After cleaning the mushroom, I sandwiched the leaf between my hands and pushed it (to remove excess water).
- When the pan is hot, I pour in some olive oil.
- I arranged the mushrooms in a grill-like formation.
- To season it, I used a combination of black and red pepper powders, salt, and let it brown on all sides.
- After waiting a few minutes (so the thyme doesn't burn), I stir in the thyme and turn off the heat.
- After gently browning the butter without letting it burn, I removed the pan from the stove. I blended in 1 teaspoon of thyme and 0.5 teaspoons of black pepper to room temperature butter.
- In order to reheat the mashed potatoes, I returned them to the stove.
- After incorporating the purée, I poured some milk on top.

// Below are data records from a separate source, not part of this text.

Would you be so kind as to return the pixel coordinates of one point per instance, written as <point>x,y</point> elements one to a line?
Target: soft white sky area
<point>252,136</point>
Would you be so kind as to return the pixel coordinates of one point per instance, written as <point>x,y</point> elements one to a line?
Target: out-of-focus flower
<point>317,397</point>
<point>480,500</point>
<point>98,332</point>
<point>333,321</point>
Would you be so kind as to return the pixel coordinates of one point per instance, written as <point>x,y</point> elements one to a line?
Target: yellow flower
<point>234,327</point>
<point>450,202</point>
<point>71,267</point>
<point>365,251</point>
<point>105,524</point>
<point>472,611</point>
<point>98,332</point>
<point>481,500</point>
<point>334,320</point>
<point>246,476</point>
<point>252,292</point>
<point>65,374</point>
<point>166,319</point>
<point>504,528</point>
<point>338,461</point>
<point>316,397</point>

- After the mash had cooled, I added half of the sauce I had made, stirred, and removed it from the heat.
- After plating the mash, I mix in the mushrooms and pour the remaining sauce on top. Those who are interested in trying it out, I bid you good appetite.
To the mashed potatoes, I mixed in some garlic, thyme, and butter that had been lightly browned in the microwave. When the oyster mushrooms were on the grill. A crowd favourite at the iftar meal, it was a hit with everyone.
Keep the garlic to a single clove, but feel free to play around with the mushroom seasonings to your liking.
Materials
Recipe for mashed potatoes flavoured with oyster mushrooms, garlic, and thyme.